City officials and developers have been promoting Pilsen as Chicago’s hot new arts neighborhood. But some local artists fear all this attention will mean gentrification for their community.
Gentrification is the change in urban communities that happens when the wealthy buy housing property in impoverished areas, often displacing long-time residents and altering the neighborhood’s cultural identity. So Pilsen artists are using their talents to try to maintain the neighborhood’s character and prevent displacement, as shown at a recent event at Casa Aztlan.
Casa Aztlan has been a center of community resistance since the 1960s, when the Latino community sprouted in Pilsen. Since then the neighborhood has been primarily Latino, but that is changing. In 2008, the Latino population increased in Pilsen by 3.3 percent, while the white population increased by 28.2 percent, according to the Metropolitan Planning Council.
Though many view gentrification as a problem, violence and crime are also problems. The Illinois Criminal Justice Information Authority’s Annual Report named Pilsen one of the “hot spots” in the city for street gang violence. “The level of gang-related violence in Pilsen is widely considered to be second only to East Los Angeles,” says the website of the University of Illinois at Chicago’s Neighborhoods Initiative.
Some residents view Pilsen as a neighborhood that is changing for the worse, due to gentrification and dislocation; but the local artists of Pilsen are trying to bring about a positive change in their community.
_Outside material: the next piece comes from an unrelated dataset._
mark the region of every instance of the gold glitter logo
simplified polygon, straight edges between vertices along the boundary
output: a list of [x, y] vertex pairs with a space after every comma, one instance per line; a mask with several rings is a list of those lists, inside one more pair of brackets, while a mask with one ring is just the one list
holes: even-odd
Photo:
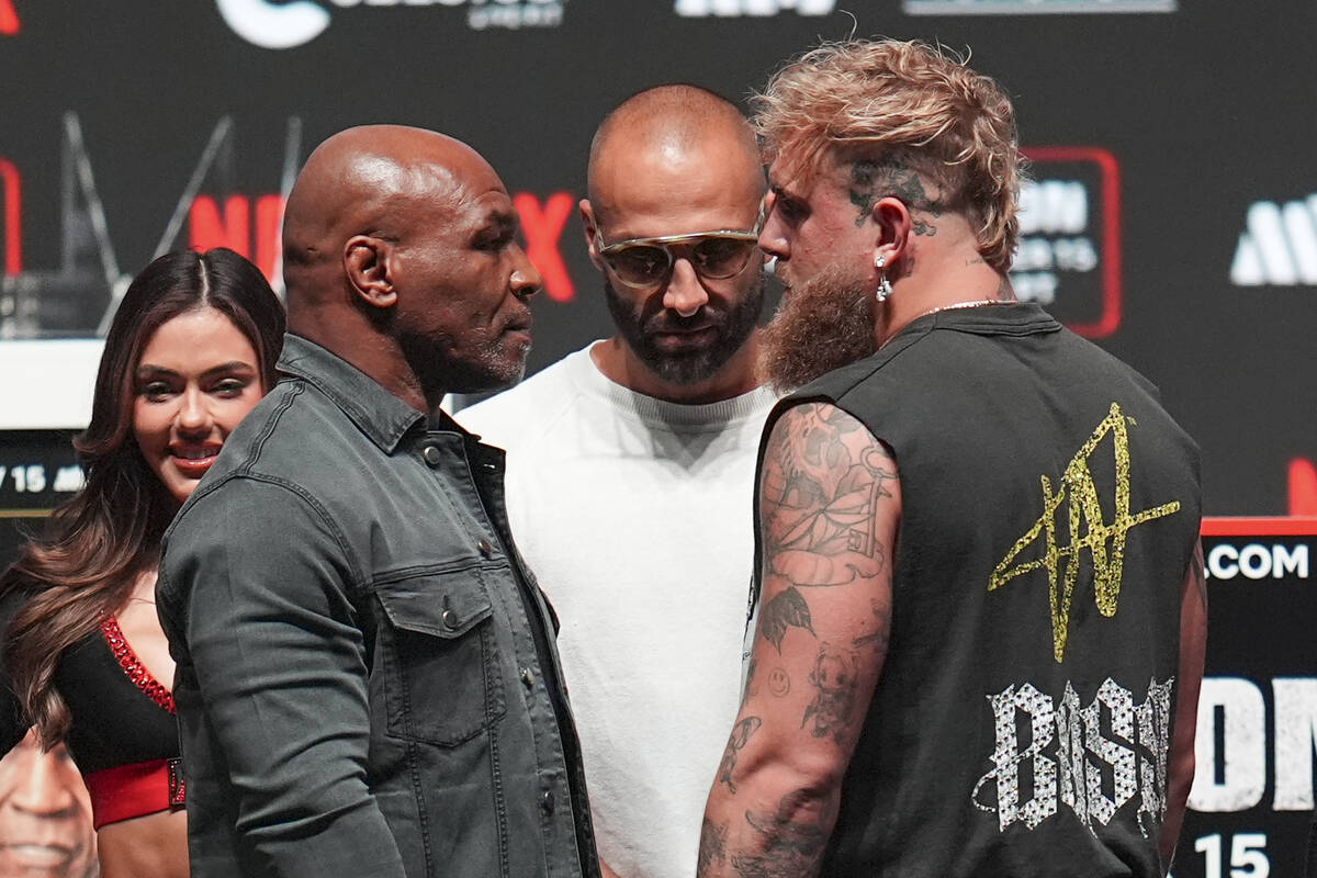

One of these people is 33-year-old Jaime Garza. He organized last month’s event, sponsored by 10 independent organizations at Casa Aztlan, which supports the community and offers free art classes for locals. “I wanted people to interact with each other and share their ideas and talents. The event had diversity, from bands to organizational activists,” said Garza.
Another local resident who feels it is her responsibility to bring about positive change is Revolutionary Communist Party volunteer Lisa Rivers. Rivers has been a part of the Revolutionary Communist Party since the 1960s during the Vietnam War. The party focuses on high school students and their expressions of the world they live in. The group publishes a weekly newspaper that tries to motivate people to transform the world.
Pilsen spray paint muralists, artists and cousins, Erick Aguilla, 21, and Allan Rangel, 19, also see their murals as a way to make a change in the world. They are working on a mural that features three characters, “B,” “4,” and “C.” Each of the characters represents the streets that they grew up on in Mexico City. The two cousins came to Chicago for better opportunities, and they frequently express the struggles of their native country.
“I believe in a change in the world, and I want to be a part of that change,” said Aguilla. Aguilla and Rangel paint murals around the city to help illustrate the difficulties of growing up in poverty. All of their paintings are donated to different non-profit organizations.
Meanwhile, 38-year-old Pinchon Salinas is a volunteer at Colectivo Arte Y Realidad, a non-profit urban organization made up of people in Pilsen and in Little Village that teaches both adults and youths different styles of music and dance. “I like that kids have an option to do new things,” Salinas said. “It’s our way to protect ourselves against what they force us to do, which is to watch TV and use the internet.”